Voici la question de cette semaine :

J’ai 2 enfants. Le grand de 9 ans adore les jouets, en avoir encore et encore .
Il est insatiable, et ce, depuis très jeune.

Il n’a évidemment pas tout ce qu’il veut, et reçoit des cadeaux pour ses anniversaires et noël, et parfois pour des occasions moindres.
Nous ne sommes pas à plaindre niveau finances, mais nous devons malgré tout faire attention .
Nous ne voyons, avec notre mari, pas de raisons pour lui acheter des jouets à la moindre petite occasion.

Il attend son anniversaire qui est dans quelques jours . Au lieu de se réjouir de bientôt avoir ce qu’il souhaite (il a demandé à ses grand-parents, et il m’a fait une liste), le voila qui se plaint de ne pas avoir de super gros jouets chers, qu’il n’a pas demandé car il sait qu’on ne lui achètera pas .
En fait, il est jaloux de ses copains qui aiment la même chose que lui et qui en ont bien davantage.

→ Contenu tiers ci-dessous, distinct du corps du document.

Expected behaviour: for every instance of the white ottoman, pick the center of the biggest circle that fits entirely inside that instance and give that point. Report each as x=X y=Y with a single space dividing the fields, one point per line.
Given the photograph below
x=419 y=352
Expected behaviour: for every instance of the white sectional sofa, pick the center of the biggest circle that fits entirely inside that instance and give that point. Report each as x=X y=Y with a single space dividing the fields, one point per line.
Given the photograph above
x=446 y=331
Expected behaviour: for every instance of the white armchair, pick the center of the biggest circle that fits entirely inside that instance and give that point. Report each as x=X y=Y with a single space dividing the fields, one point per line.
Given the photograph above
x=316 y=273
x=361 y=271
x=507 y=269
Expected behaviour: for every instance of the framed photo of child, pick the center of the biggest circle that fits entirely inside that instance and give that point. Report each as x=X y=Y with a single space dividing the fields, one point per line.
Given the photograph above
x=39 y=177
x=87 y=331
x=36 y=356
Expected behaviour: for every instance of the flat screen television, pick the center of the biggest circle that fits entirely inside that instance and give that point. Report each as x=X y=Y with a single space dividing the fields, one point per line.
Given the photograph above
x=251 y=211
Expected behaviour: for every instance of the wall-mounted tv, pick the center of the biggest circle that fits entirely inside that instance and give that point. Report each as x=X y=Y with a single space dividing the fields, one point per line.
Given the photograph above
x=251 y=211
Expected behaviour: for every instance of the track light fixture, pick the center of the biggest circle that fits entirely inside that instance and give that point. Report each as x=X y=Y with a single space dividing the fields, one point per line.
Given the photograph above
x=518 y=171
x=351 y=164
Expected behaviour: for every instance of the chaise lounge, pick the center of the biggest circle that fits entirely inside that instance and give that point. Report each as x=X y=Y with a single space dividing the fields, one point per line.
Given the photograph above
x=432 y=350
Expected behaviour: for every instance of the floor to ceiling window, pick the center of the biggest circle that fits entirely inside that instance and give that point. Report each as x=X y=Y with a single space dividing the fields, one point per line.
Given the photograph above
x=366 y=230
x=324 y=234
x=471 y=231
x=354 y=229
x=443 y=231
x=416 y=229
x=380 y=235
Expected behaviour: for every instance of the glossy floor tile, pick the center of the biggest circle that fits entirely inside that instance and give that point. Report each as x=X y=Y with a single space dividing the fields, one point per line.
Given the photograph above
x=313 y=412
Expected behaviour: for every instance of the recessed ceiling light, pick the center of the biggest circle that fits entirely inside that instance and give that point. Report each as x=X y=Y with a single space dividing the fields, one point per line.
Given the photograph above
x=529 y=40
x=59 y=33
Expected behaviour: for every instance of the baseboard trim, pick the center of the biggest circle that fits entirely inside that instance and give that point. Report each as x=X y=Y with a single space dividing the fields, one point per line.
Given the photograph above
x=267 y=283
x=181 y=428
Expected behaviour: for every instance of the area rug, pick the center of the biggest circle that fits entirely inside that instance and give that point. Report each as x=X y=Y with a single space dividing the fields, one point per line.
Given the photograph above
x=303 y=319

Comment gérer cette frustration ? Comment lui expliquer que l’on n’a pas de cadeaux sans cesse ?
La voix de la raison ne fonctionne pas .

Comme le dit fort justement cette maman, la voie de la raison ne fonctionne pas.
Il est donc temps d’expérimenter autre chose puisque les choses logiques et de bon sens – faire appel à sa raison -  n’a pas fonctionné.

Impossible de s’empêcher d’avoir envie !

Oui les gros jouets, ça fait envie !
Ce petit garçon sait bien que ce n’est pas possible de tout avoir mais il ne peut pas s’empêcher d’avoir envie.

Il est probable d’ailleurs – au vu de ce que me dit sa maman – qu’il se dit en lui-même qu’il ne devrait pas avoir envie ni réclamer autant. Et du coup, il se sent d’autant plus frustré et impuissant qu’une envie est incontrôlable.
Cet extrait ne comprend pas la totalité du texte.